Trattandosi appunto di un negozio antico e di prossimità, da sempre parte integrante del centro storico del paese, ne ricostruiamo brevemente la storia insieme a Giacomo, che vi ha operato con i genitori Giovanni e Anna Mariani fino a qualche giorno fa.

La macelleria dov’era collocata finora – proprio davanti al municipio – è stata aperta nel 1919 da Giovanni Vinciguerra, detto Giannino, anche se il primo a intraprendere il mestiere era stato già suo padre Giulio, la cui bottega – verso la fine del 1800 – si trovava in via di Porta Vecchia, dall’altro lato della strada rispetto all’albergo La Felicina.
Dal 1946 l’azienda è passata a Giorgio – figlio di Giovanni – e sua moglie Dina Pieri, che sono stati dietro al banco per molti anni, affiancati poi – dal 1964 – dal figlio Giovanni, che all’epoca aveva soltanto 13 anni.

Di lì a poco, dopo il matrimonio di Giovanni con Anna, avvenuto nel 1970, i due neo-sposi hanno preso in mano le redini del negozio introducendovi, dal 1993, anche il figlio Giacomo che – fra l’altro – è stato l’unico ad alternare al mestiere di macellaio anche quello legato alla sua passione per la musica, dove è conosciuto come DJ George Washington Duke.
I passaggi illustrati sopra, messi così in fila, sembrano semplici e naturali, ma se ci pensiamo bene si tratta di una macelleria ultracentenaria, tramandata di padre in figlio, nella quale le donne hanno avuto sempre un ruolo importante. Oltre a Dina e Anna, infatti, anche Alice, la sorella di Giacomo, ha dato costantemente il suo contributo sbrigando le pratiche amministrative, e sua figlia Lucrezia – fin da giovanissima – è stata una presenza importante alla cassa nei fine settimana.
Il lavoro tenace e quotidiano ha rappresentato il motore stesso di questa famiglia. Giacomo racconta che la nonna Dina, appena lui iniziò a lavorare, gli diceva: “Il cliente deve essere come uno della tua famiglia, trattalo sempre bene, cerca di essere sempre gentile e vedrai che non lo perderai”. Parole sante, ben interpretate da tutti lì dentro, perché un negozio può avere i prodotti migliori del mondo, ma vale poco se non c’è la cura del cliente. La qualità comunque non è mai mancata lì; le carni erano tutte di primissima scelta, con prodotti di punta come i polli e i conigli ripieni, oltre alla salsiccia preparata seguendo una ricetta tramandata da generazioni.

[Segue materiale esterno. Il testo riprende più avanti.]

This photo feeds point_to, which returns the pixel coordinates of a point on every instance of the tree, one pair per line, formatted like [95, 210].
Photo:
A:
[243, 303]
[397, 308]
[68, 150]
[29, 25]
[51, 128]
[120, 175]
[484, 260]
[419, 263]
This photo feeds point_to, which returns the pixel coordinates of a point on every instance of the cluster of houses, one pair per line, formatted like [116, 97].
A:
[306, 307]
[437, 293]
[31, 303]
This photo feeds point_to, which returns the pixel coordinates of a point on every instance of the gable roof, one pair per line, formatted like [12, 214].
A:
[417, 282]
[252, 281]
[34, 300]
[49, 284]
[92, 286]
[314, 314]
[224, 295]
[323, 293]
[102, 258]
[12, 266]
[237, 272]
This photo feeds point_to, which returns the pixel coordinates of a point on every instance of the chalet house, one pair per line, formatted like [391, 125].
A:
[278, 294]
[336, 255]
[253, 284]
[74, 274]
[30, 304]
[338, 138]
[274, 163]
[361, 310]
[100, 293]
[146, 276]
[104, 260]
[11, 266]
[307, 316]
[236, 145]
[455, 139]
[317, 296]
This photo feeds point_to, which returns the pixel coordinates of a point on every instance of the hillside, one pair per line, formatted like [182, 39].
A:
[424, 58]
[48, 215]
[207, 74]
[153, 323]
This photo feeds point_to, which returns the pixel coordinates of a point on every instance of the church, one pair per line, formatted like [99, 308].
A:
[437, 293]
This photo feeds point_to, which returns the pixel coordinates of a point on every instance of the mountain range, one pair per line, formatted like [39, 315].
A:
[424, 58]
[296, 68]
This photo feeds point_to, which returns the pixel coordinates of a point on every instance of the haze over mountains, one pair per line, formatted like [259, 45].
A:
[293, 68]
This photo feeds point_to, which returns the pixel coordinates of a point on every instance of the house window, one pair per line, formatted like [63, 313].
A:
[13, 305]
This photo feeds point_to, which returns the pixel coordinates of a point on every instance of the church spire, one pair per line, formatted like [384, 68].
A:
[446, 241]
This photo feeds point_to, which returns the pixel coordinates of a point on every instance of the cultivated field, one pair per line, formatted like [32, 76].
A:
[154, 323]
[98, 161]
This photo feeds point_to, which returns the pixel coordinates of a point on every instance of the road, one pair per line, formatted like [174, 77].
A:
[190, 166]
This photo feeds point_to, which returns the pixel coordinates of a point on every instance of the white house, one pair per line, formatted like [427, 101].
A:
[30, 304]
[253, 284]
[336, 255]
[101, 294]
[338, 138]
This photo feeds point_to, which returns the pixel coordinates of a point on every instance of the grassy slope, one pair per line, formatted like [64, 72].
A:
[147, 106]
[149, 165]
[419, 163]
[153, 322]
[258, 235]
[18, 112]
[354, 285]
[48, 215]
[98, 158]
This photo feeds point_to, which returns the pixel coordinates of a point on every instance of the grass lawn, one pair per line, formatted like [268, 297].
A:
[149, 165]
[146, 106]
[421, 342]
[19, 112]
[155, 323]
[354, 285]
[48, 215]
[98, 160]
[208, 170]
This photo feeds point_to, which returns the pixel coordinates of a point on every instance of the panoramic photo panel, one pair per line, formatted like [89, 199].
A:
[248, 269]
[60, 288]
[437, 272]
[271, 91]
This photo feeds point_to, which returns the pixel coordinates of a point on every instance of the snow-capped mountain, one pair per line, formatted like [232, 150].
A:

Speriamo quindi, come gli stessi Vinciguerra auspicano, che questo know-how non vada perduto, e che ci sia qualcun altro che prosegua l’attività. Non sarà stato semplice per loro prendere questa decisione, e un po’ di malinconia traspare anche dagli occhi di Giacomo, ma nonostante tutto ringraziano con riconoscenza i clienti e i fornitori che li hanno accompagnati per tutti questi anni.
E noi ringraziamo loro perché, nonostante le difficoltà, sono riusciti a portare avanti la macelleria per lungo tempo, e rappresentare così un tassello importante della nostra storia locale. È anche per questo che, ogni volta che un negozio di prossimità chiude, è una perdita per l’intera comunità.